How stable is the Atlantic meridional ocean circulation when interacting with polar ice sheets?

The Atlantic meridional overturning circulation, the Greenland and Antarctic ice sheets have been identified as parts of the climate system that can potentially react nonlinearly to climate change albeit on very different time scales. While critical thresholds remain difficult to quantify from existing observations for all of these subsystems, they certainly do not stand on their own. In fact, the AMOC and polar ice sheets form an intricate network of multiscale systems, with interactions that can be stabilizing or destabilizing, the latter opening the possibility of cascading tipping events.

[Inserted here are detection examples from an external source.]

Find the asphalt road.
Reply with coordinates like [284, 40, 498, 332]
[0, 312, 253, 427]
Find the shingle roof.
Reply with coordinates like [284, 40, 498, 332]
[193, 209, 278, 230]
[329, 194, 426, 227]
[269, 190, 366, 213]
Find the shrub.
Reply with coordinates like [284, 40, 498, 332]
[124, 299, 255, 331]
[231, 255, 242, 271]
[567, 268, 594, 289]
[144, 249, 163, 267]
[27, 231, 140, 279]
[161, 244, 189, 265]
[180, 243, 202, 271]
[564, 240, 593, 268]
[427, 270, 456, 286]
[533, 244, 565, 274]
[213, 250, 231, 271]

The interaction between Greenland ice sheet and AMOC on the larger scale shows the possibility of a collapse of the AMOC once a critical amount or rate of freshwater has entered the North Atlantic. This interaction also involves smaller scales, because the Greenland meltwater needs to reach the deep-water formation regions in the North Atlantic subpolar gyre, exhibiting substantial variability in the critical regions. Moreover, the Greenland ice sheet acts on slower time scales than the AMOC, such that these two systems can form an ‘accelerating cascade’. Specfically, when tipping of the ice is underway, the ‘coupling’, i.e. the freshwater flux into the North Atlantic is at maximum. These properties have consequences for the possibility of early warning predictions; in accelerating cascades early warning signs can break down due to lack of extrapolation.

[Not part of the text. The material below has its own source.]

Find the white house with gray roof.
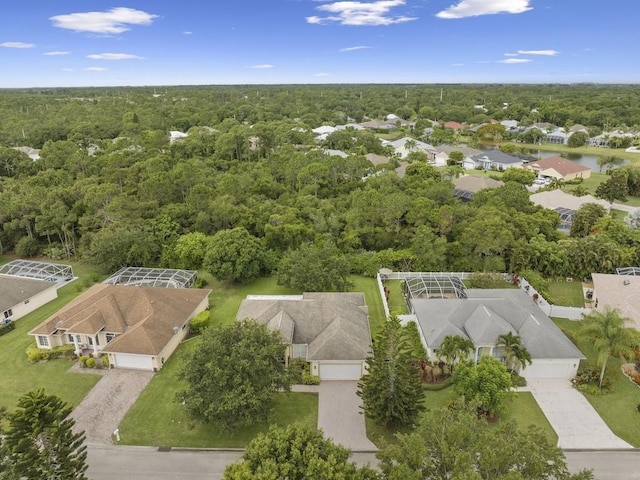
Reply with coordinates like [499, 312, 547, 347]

On the other hand, West Antarctic Ice Sheet melting may be able to to stabilize the AMOC. Here, we investigate through a hierarchy of models of the AMOC and idealized forms of polar ice sheet collapse, the origin and relevance of stabilization and destabilization effects. In both deterministic and stochastic conceptual models, we find that rate- and noise-induced effects have substantial impact on the AMOC stability. Moreover, rate-induced effects can stabilize the AMOC depending on the relative timing of the peak meltwalter fluxes from both ice sheets.